As inspeções de todos os 101 jatos Boeing 737-800 operados pelas companhias aéreas da Coreia do Sul foram prorrogadas por mais uma semana, disse o Ministério dos Transportes, enquanto as autoridades começaram a retirar os destroços do avião da Jeju Air após o incidente. o pior desastre aéreo do país.

As inspeções dos jatos Boeing deveriam ser concluídas na sexta-feira, mas foram estendidas até 10 de janeiro para verificações adicionais, como se as companhias aéreas gastaram tempo suficiente realizando manutenção e garantindo peças para reparos, disse um funcionário do ministério a repórteres na sexta-feira.

Um total de 179 pessoas morreram no domingo após o voo 2216 da Jeju Air da Tailândia para a Coreia do Sul derrapou e caiu enquanto tentava pousar no Aeroporto Internacional de Muan, a sudoeste da capital, Seul. Apenas duas pessoas sobreviveram ao incidente.

A causa exata do acidente ainda é desconhecida, mas os investigadores apontaram como possíveis problemas uma colisão com pássaros, um trem de pouso defeituoso e uma instalação no final da pista onde o avião atingiu.

O Ministério dos Transportes disse que analisaria os motores, os registros de manutenção e o trem de pouso de todos os 737-800, acrescentando que as operações de uma companhia aérea poderiam ser suspensas se fossem encontradas violações graves.

Os motores do avião são produzidos no âmbito da joint venture da General Electric com a empresa aeroespacial francesa Safran.

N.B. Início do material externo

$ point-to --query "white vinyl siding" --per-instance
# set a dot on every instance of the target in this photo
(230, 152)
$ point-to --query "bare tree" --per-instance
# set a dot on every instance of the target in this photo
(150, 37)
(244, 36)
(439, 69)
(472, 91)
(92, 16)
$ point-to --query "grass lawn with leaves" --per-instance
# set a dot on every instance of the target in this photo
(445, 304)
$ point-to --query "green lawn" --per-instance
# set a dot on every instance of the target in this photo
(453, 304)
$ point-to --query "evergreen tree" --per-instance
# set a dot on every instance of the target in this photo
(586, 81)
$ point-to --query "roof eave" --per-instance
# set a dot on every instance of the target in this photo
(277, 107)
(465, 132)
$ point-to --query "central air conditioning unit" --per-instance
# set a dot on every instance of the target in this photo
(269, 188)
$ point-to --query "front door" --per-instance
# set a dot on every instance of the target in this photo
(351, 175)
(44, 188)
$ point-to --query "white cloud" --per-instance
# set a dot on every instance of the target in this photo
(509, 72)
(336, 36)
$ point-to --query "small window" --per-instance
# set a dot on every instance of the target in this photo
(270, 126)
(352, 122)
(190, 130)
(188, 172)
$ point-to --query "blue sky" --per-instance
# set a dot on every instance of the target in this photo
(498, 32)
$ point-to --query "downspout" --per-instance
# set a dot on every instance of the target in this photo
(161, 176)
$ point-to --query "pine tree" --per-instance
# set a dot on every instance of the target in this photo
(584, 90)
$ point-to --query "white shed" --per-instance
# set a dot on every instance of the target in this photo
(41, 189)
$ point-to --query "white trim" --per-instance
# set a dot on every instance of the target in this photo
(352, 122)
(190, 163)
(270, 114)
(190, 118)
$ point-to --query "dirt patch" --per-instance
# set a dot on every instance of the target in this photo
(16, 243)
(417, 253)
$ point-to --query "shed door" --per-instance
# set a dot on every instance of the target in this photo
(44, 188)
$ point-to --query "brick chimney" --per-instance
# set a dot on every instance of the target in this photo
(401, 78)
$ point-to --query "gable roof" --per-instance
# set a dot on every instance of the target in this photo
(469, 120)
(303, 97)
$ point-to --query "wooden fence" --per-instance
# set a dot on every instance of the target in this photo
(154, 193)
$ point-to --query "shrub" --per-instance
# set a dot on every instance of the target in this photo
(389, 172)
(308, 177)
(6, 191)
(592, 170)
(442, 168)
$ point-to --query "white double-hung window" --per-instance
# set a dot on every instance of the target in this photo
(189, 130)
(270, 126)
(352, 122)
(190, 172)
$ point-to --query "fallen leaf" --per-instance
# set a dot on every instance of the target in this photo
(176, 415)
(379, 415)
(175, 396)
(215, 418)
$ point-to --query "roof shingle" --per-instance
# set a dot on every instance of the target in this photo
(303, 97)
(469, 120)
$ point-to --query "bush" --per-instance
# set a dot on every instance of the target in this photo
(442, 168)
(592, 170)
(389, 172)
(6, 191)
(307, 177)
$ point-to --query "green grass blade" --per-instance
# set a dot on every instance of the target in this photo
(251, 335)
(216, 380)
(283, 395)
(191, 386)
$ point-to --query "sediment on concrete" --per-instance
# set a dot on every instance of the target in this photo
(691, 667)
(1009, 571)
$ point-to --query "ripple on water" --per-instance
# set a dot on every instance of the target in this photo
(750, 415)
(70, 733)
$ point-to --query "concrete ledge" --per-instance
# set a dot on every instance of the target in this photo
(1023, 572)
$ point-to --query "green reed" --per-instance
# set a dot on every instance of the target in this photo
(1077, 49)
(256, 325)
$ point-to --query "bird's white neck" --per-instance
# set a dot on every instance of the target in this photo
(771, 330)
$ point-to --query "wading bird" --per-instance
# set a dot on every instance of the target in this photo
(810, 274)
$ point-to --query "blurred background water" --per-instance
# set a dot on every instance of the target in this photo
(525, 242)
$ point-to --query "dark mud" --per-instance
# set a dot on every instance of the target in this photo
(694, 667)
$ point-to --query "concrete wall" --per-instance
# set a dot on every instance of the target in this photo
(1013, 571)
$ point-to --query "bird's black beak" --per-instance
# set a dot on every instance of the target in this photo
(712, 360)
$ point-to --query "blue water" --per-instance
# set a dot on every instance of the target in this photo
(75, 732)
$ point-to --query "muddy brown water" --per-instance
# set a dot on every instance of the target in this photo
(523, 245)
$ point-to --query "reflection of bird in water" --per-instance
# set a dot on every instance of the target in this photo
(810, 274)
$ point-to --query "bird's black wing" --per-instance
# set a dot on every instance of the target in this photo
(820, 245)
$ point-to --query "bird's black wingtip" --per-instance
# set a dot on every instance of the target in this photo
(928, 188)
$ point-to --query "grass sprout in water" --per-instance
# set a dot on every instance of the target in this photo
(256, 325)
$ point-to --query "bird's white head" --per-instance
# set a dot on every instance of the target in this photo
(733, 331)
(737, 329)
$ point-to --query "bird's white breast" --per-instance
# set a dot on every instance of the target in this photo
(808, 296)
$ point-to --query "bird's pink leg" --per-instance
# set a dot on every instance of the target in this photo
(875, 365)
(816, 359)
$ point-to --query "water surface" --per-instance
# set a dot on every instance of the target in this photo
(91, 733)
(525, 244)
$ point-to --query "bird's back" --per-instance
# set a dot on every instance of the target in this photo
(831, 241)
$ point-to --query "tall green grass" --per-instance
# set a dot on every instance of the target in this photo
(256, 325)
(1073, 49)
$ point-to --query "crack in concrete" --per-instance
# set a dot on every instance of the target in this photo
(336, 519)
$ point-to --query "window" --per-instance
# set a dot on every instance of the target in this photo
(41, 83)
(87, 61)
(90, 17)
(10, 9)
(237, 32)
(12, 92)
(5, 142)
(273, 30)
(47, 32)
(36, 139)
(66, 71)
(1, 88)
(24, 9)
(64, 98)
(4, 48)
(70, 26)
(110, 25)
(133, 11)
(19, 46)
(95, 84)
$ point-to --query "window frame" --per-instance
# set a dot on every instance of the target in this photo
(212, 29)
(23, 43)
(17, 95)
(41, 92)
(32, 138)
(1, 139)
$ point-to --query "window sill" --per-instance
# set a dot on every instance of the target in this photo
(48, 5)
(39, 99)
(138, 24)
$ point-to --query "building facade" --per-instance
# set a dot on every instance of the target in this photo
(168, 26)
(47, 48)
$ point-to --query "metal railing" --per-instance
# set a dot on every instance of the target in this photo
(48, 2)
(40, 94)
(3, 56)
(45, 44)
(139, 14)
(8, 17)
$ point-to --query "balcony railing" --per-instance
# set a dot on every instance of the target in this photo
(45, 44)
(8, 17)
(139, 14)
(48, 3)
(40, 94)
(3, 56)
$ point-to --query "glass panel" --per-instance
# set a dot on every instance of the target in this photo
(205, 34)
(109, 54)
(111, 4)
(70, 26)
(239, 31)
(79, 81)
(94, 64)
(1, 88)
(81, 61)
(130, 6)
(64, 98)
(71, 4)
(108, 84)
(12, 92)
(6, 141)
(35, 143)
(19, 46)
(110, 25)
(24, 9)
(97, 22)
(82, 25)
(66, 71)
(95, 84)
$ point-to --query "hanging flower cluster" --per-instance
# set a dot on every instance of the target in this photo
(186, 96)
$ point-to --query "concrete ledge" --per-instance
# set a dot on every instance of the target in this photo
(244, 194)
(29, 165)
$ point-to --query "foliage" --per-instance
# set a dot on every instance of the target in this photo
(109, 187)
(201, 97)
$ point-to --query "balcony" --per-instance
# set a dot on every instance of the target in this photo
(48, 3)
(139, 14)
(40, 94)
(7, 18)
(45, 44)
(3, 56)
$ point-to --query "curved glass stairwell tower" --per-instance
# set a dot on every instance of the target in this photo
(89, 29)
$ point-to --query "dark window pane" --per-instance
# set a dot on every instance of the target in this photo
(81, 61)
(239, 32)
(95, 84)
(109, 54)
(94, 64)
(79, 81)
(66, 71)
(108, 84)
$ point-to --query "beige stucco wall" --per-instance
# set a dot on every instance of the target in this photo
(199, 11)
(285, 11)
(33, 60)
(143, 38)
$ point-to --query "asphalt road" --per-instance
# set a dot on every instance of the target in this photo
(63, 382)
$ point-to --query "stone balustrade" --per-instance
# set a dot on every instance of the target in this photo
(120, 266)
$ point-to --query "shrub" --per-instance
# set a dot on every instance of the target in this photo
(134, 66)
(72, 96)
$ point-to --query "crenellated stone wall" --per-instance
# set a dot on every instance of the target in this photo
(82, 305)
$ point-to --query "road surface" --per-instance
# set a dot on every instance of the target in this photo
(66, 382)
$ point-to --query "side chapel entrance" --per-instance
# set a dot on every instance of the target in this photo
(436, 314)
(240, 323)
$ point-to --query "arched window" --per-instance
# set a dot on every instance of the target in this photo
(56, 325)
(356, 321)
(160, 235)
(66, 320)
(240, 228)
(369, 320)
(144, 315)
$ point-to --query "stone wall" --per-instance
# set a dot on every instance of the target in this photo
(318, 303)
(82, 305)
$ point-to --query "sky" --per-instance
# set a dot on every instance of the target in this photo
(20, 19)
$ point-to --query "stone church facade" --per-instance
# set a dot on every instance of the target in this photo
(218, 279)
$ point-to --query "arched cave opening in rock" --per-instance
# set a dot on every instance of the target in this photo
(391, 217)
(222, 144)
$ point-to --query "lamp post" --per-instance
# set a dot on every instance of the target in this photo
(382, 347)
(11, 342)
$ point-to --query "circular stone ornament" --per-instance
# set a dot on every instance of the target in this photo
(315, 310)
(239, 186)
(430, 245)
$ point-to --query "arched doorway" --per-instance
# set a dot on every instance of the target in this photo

A GE também está aderindo às inspeções.

O acidente aéreo de Jeju aumenta as dores de cabeça enfrentadas pela Boeing enquanto a empresa luta para restaurar a confiança dos clientes após dois acidentes fatais com 737 MAXum explosão do painel no are uma greve de sete semanas.

O ministério dos transportes também realizou uma reunião de emergência com os principais executivos de 11 companhias aéreas, incluindo a Korean Air Lines e a Asiana Airlines, para discutir medidas para melhorar a segurança da aviação.

A equipe de investigação da Coreia do Sul disse na sexta-feira que dois de seus membros partiriam para os Estados Unidos na próxima semana para analisar o gravador de dados de voo do acidente, em cooperação com o Conselho Nacional de Segurança nos Transportes dos EUA (NTSB).

A equipe também está estudando os destroços do avião e entrevistando funcionários da torre de controle do aeroporto.

Na sexta-feira, os investigadores começaram a retirar os destroços do malfadado avião, incluindo o que parecia ser um motor, usando um grande guindaste amarelo.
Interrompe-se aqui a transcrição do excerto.